The case of a Texas college student has made its way to the top of the United States Supreme Court docket. Almost ten years after a decision was made in the Supreme Court regarding race in college admission decisions, Abigail Noel Fisher is making headlines.
In 2008 Fisher was a high school senior. She applied to the University of Texas, and claims that the University of Texas’s affirmative action policy cost her a spot in the incoming freshman class. According to CNN, Supreme Court justices said in 2003 that state universities could “narrowly tailor” their admissions policies to consider an applicant's race. And despite the high court ruling, not allstates have adopted the race-conscious admissions policy since then. California does not allow race considerations in college admissions, and some argue that affirmative action and racial quotas are just further forms of racism. The issue that currently sits on the desk before the justices specifically targets Texas's policies. But, according to the New York Times, supporters of affirmative action are alarmed that the court decided to even hear the case.

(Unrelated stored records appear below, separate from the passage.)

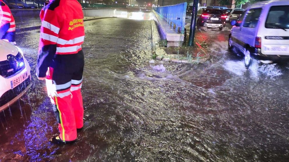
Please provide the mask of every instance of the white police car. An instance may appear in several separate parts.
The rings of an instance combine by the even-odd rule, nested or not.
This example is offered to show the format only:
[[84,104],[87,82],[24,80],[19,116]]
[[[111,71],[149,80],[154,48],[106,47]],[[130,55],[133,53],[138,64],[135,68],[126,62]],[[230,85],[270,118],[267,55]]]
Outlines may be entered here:
[[0,111],[17,101],[31,87],[30,71],[21,49],[0,40]]
[[251,57],[266,63],[289,59],[289,1],[255,3],[231,25],[228,48],[244,54],[246,66]]

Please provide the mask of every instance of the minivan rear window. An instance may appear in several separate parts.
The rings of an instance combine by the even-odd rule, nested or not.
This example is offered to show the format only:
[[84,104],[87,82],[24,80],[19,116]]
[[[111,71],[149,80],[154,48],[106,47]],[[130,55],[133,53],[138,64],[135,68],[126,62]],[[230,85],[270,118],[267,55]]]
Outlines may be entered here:
[[262,8],[251,9],[248,11],[245,15],[246,17],[243,26],[250,28],[256,27],[258,24],[262,11]]
[[266,28],[289,29],[289,6],[271,7],[265,26]]
[[216,15],[223,15],[223,13],[221,10],[204,10],[203,13],[208,14],[215,14]]
[[242,14],[242,13],[243,13],[243,12],[244,12],[244,11],[240,11],[240,10],[239,11],[235,11],[234,12],[233,12],[232,14],[240,15],[240,14]]

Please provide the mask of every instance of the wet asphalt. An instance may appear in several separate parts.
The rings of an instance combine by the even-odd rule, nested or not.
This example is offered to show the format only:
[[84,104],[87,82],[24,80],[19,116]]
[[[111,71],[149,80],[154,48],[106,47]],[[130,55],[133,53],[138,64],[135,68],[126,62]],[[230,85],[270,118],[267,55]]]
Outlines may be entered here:
[[[212,58],[152,61],[151,22],[85,22],[77,142],[47,142],[57,124],[44,83],[0,113],[0,161],[288,161],[289,65],[253,62],[227,50],[228,29],[197,34]],[[35,74],[39,31],[17,33]],[[163,64],[164,72],[154,67]]]

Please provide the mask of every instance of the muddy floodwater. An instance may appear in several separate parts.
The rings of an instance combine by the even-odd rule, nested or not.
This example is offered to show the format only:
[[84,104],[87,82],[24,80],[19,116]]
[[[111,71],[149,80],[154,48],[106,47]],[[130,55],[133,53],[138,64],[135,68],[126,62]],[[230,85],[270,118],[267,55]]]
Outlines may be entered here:
[[[0,113],[0,161],[289,161],[288,64],[246,68],[227,50],[228,29],[198,31],[212,58],[192,65],[151,60],[150,20],[85,24],[77,142],[47,142],[57,124],[33,75],[29,92]],[[39,36],[17,34],[31,74]]]

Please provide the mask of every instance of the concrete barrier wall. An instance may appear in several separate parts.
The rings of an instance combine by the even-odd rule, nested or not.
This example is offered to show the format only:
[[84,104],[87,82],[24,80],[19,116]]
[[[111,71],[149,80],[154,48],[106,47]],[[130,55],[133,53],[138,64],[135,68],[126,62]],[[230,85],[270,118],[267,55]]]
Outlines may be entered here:
[[[36,29],[34,27],[41,26],[41,21],[39,16],[41,10],[41,9],[11,10],[15,19],[17,31],[24,31],[21,29],[23,28]],[[125,8],[83,8],[82,11],[84,16],[122,18],[127,17],[127,10]]]
[[41,25],[39,17],[40,9],[11,10],[15,19],[16,28],[19,29]]

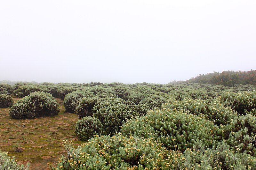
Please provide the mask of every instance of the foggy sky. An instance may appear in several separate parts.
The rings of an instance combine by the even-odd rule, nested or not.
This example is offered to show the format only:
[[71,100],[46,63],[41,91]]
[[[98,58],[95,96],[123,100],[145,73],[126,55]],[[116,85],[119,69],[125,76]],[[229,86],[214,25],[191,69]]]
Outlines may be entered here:
[[166,84],[256,69],[256,1],[0,2],[0,80]]

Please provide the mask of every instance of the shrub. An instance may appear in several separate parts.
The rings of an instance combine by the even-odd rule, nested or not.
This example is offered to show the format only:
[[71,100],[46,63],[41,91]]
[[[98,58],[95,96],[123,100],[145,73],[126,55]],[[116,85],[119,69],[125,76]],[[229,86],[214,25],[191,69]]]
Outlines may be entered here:
[[0,108],[11,107],[13,105],[13,100],[10,95],[0,94]]
[[23,85],[20,86],[13,92],[13,94],[18,97],[24,97],[34,92],[42,91],[40,87],[36,85]]
[[7,91],[3,87],[0,86],[0,94],[7,94]]
[[87,141],[95,135],[100,135],[103,130],[102,124],[97,117],[85,117],[76,124],[76,133],[82,140]]
[[166,101],[166,100],[161,96],[152,95],[144,98],[139,103],[143,104],[152,109],[155,107],[161,108],[162,104]]
[[59,97],[64,99],[66,94],[76,90],[76,88],[70,87],[63,87],[58,90],[57,93]]
[[189,96],[187,92],[179,90],[177,91],[171,91],[168,92],[168,94],[171,97],[177,100],[182,100],[185,98],[189,98]]
[[79,119],[86,116],[92,116],[92,108],[99,100],[97,97],[82,98],[78,101],[75,112]]
[[58,92],[60,88],[59,85],[50,85],[46,88],[46,92],[51,94],[54,97],[58,97]]
[[222,138],[235,151],[245,152],[256,157],[256,116],[249,114],[240,116],[220,129]]
[[139,104],[146,97],[146,95],[140,92],[130,93],[125,97],[126,100],[133,103],[136,105]]
[[120,86],[115,87],[114,91],[116,95],[118,97],[123,98],[126,95],[126,93],[129,91],[129,89],[125,86]]
[[57,115],[59,105],[48,93],[35,92],[18,101],[9,114],[14,119],[30,119]]
[[212,146],[217,127],[203,117],[168,109],[150,111],[145,116],[129,120],[121,129],[124,135],[153,137],[167,148],[184,151],[197,139]]
[[[7,84],[0,84],[0,87],[2,87],[3,90],[6,92],[6,93],[12,93],[12,87],[10,85]],[[0,94],[5,94],[1,93],[1,88],[0,88]]]
[[201,100],[207,100],[211,98],[207,95],[206,93],[202,90],[191,90],[188,92],[189,95],[193,99],[198,99]]
[[[200,144],[199,145],[202,145]],[[256,169],[256,159],[245,153],[232,151],[224,142],[212,149],[197,146],[188,148],[174,160],[170,169]]]
[[3,152],[0,150],[0,169],[11,170],[29,170],[29,163],[28,163],[25,167],[23,164],[18,165],[13,157],[11,159],[8,156],[8,152]]
[[219,99],[225,106],[230,106],[239,115],[251,112],[256,115],[256,91],[226,92]]
[[13,85],[13,86],[12,87],[12,90],[13,91],[15,90],[17,90],[19,87],[22,85],[34,85],[30,83],[16,83],[14,85]]
[[230,123],[237,116],[237,113],[220,103],[216,101],[209,103],[199,99],[185,99],[174,101],[164,104],[162,107],[184,110],[197,115],[202,114],[218,126]]
[[120,127],[127,120],[138,115],[130,105],[120,98],[101,99],[92,109],[93,116],[101,122],[106,134],[113,134],[119,131]]
[[174,155],[150,139],[119,134],[96,135],[76,149],[72,141],[64,143],[68,155],[61,156],[56,167],[51,166],[53,170],[168,170]]
[[92,93],[89,92],[76,91],[70,92],[65,96],[63,103],[67,112],[74,113],[75,109],[79,100],[82,98],[92,97]]

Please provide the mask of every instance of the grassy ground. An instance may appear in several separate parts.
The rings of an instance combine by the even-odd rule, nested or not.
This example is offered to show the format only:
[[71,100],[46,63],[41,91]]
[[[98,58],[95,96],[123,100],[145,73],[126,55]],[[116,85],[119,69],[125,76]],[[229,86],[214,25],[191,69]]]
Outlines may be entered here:
[[[20,99],[13,98],[15,102]],[[82,143],[75,135],[76,115],[64,113],[63,101],[56,100],[60,112],[52,117],[15,120],[9,116],[10,108],[0,108],[0,149],[15,156],[19,163],[30,162],[31,169],[44,170],[49,169],[48,162],[56,162],[65,154],[61,146],[63,140]]]

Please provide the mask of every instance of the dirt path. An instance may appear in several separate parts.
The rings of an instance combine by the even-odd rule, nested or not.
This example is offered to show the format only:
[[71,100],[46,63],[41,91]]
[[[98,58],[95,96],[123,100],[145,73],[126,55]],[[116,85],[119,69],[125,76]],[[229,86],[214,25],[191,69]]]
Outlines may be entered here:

“I think it’s ominous,” said Lee Bollinger, the president of Columbia University. “It threatens to undo several decades of effort within higher education to build a more integrated and just and educationally enriched environment.”
The Obama administration supported Texas when the case was in the lower courts. The administration continues to advocate that colleges and universities, in compliance with the 2003 decision, still make some race-based decisions to "expand campus diversity."
Texas has a unique system, according to the Washington Post. In Texas, students in the top 10 percent of their high school classes are automatically admitted to college. Fisher, of Sugar Land, Texas, did not fit that criteria, and subsequently was put into a very competitive larger pool of applicants where things like race are considered. Other factors that are taken into consideration are community service experience, leadership skills and test scores. And in a statement issued to CNN after the Supreme Court agreed to hear the case, the University of Texas added, "It is vital for the university to weigh a multitude of factors when making admissions decisions about the balance of students who will make up each entering class."
The court has not mentioned whether or not the standing 2003 decision will affect their ultimate ruling. Legal analysts who spoke with MSNBC say the justices will most likely publicly avoid the politics of this hot issue. Their main focus is the law. However, many still wonder what long-term effect these cases will have on the judiciary's reputation.
The case is Fisher v. University of Texas and will be heard when the court’s new term begins in October.